Even if it was almost 3 decades ago and lot of things changed, it’s always good to remind why demonstrate your products’ capabilities too early can kill your sale.

In a complex sale, presenting your capabilities too soon doesn’t lead to any success.

Especially today, when customers have access to most of the information they need, this one way approach is not useful anymore.

Better to say: if it didn’t work 30 years ago, why should it work nowadays?

The problem is that presenting a solution without understanding a need or a situation puts your potential customers in a strange position:

Decide if it will fit their needs or not in an undefined future.

This behaviour leads to several consequences:

  1. You waste your time
  2. You kill the value of your product / service
  3. You are not aligned with your customer.

It’s like you and your customer speak two different languages.
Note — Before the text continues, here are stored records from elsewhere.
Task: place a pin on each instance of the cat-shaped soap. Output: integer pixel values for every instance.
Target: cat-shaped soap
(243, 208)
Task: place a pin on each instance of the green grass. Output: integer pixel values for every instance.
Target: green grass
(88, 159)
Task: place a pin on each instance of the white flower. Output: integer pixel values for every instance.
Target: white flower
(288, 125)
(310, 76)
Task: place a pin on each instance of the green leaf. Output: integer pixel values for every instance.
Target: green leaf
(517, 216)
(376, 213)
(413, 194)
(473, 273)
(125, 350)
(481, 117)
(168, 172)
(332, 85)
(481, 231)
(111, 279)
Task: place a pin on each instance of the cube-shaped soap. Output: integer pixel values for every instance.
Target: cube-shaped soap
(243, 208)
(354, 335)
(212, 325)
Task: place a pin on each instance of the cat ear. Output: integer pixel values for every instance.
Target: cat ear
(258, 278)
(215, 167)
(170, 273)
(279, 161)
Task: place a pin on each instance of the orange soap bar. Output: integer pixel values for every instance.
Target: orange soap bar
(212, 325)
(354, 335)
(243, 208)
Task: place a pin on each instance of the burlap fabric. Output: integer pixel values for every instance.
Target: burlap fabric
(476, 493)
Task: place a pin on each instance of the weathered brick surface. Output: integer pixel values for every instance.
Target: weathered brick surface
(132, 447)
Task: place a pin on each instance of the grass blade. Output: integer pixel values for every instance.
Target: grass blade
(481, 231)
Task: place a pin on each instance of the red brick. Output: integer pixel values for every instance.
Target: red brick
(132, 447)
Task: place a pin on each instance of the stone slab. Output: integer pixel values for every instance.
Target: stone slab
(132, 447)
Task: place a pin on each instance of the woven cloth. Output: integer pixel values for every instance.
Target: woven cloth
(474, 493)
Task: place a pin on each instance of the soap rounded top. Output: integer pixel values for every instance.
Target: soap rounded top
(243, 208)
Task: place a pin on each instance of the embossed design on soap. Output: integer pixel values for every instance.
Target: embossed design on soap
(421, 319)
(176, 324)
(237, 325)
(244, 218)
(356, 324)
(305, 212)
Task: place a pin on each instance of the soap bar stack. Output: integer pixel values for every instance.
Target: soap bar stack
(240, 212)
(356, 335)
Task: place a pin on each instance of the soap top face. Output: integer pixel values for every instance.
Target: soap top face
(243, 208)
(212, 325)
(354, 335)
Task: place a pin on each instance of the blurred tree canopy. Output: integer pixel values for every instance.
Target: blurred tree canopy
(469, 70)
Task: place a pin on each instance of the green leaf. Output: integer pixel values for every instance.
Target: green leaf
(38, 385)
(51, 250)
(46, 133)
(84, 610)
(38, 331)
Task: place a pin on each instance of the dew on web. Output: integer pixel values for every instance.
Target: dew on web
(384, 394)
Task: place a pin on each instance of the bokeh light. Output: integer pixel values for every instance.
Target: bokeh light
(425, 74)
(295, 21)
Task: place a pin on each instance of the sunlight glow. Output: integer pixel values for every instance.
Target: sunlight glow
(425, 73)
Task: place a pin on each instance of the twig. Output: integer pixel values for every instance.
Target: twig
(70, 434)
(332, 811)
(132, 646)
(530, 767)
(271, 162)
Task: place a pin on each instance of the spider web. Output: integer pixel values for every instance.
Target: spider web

Even if there is a potential interest, you’re killing it with a one way communication that may be perceived as vanity.

Worst of all, there is one long-term consequence that shouldn’t be underestimated:

You will be never aligned to your customer.

The reason is easy: when you deliver a presentation based on what you can do now, you fix your features and benefits in a determined time frame.

You fix them in the ‘Now’.

The first problem is that your ‘Now’ is not your customers’ ‘Now’, if you don’t understand what he needs.

So you’re misaligned in the present.

The second one is that ‘Now’ is perfect for a transactional purchase, but not for a complex sale that aims to establish a long business relationship.

The main purpose of a complex sale is selling ‘Now’ for selling ‘Later’.

So you will be misaligned in the future too.

Your customer will always remember you as the supplier who knows how to do those things, because he did those things for these customers… but unfortunately he didn’t need all these things at that time.

But maybe he will call you when and if he will need.

The problem is that he doesn’t know why to call you.

He doesn’t know what kind of needs you can understand and what kind of problem you can solve because you spoke of everything except of him.

When you don’t understand the actual customers’ needs and try to anticipate the future ones, your presentation is not anchored to a need but to a time frame, to a ‘Now’.

But large customers buy ‘Now’ to anticipate the future.

And if you’re a ‘Now’ supplier, you’ll never be one of his choices.